The Dreamspawn's lifeless body slumped beside the scar, its headless form slowly sliding to the floor like an old cloak slipping off a hook. Blood spread out in a wide, congealing circle, already cooling, already drying.

And Wrath… stood silent.

No roar.

No charge.

No triumphant bellow of supremacy.

His chest rose in slow, heaving breaths, his massive form almost vibrating with contained energy.

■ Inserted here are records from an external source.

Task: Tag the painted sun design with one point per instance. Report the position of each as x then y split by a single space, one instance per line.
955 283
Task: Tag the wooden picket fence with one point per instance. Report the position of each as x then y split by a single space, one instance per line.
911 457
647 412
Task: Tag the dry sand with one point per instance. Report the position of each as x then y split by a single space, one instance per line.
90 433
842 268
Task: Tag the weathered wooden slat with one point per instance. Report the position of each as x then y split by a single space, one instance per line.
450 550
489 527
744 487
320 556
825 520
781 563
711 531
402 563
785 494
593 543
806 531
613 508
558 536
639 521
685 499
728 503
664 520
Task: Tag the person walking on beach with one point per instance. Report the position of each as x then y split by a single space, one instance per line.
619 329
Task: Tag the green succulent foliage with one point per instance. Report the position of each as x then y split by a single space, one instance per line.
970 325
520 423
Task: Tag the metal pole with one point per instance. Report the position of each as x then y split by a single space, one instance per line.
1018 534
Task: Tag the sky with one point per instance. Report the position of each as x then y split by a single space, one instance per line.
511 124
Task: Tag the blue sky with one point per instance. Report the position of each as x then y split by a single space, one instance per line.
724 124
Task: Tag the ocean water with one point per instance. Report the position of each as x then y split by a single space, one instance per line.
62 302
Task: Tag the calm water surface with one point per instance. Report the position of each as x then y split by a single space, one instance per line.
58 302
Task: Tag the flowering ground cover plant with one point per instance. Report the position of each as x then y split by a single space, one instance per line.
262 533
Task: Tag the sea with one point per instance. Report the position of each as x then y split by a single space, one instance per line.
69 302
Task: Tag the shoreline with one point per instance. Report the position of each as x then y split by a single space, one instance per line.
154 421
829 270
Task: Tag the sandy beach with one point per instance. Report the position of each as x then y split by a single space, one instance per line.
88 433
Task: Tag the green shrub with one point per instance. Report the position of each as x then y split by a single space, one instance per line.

His chains no longer clattered. They hung limp, motionless—dripping with Sloth's blood, steaming where it struck the warm stone.

Then—

Wrath twitched.

A stagger, small, but unnatural. His spine curled slightly, his bulk swaying as though he'd been struck by something inside.

His fingers curled, claws digging into his own arms. The blood smeared across his tusked mouth gurgled with each exhale.

Koda's blades still in his hands, grip tightened without a word. His instincts screamed to move, to act, to strike first—but something in him held.

Because Wrath was… shifting.

Not growing. Not mutating. But contorting. As if two instincts were fighting for the reins.

The mindless fury of a rampaging beast—

And the slow, insidious poison of apathy.

Sloth's influence.

The two battled in silence. Not a clash of wills, but a grinding of contradiction.

Wrath's muscles twitched again, flexing against themselves. His eye widened for a moment—wild, uncontrolled—but then narrowed, focused, almost calculating.

That made it worse.

Terribly worse.

Because suddenly, he wasn't just a creature of anger.

He understood.

Maia whispered behind Koda, voice barely audible. "He's learning."

And still, Wrath said nothing.

He took one step toward them.

Then stopped.

Not from hesitation. Not from fear.

But from deliberation.

His one eye burned into them—not with the wild rage of a berserker, but with the boiling patience of a tyrant. One who had tasted something new. One who had just discovered he could wait.

The fury was still there—bubbling, seething beneath his skin—but it no longer spilled over the edges. It compressed, coiled like a serpent ready to strike only when it mattered most.

Wrath tilted his head—an eerie, jerking motion too fast to be natural—and then straightened his back with a rolling crunch of bone and sinew.

And then…

He turned.

He turned away.

Step by thunderous step, he walked back toward the ruined wall. His chains dragged behind him like mourners at a funeral, whispering a metallic dirge against the stone. Not fast. Not retreating.

Withdrawing.

The air he left behind was heavier than when he entered.

He did not run.

He did not roar.

He left, spine rigid, movements controlled.

But his eye stayed locked on them until the last second before vanishing into the haze of Delrest's deathly streets.

The war cry had stopped.

But the silence that followed it…

Was worse.

Because it was not empty.

It was the silence of something thinking.

Planning.

Evolving.

And in the shadows of the ruined capital, as Sloth's blood cooled on stone and the scar pulsed once more with an unseen rhythm…

Wrath was actively becoming something more.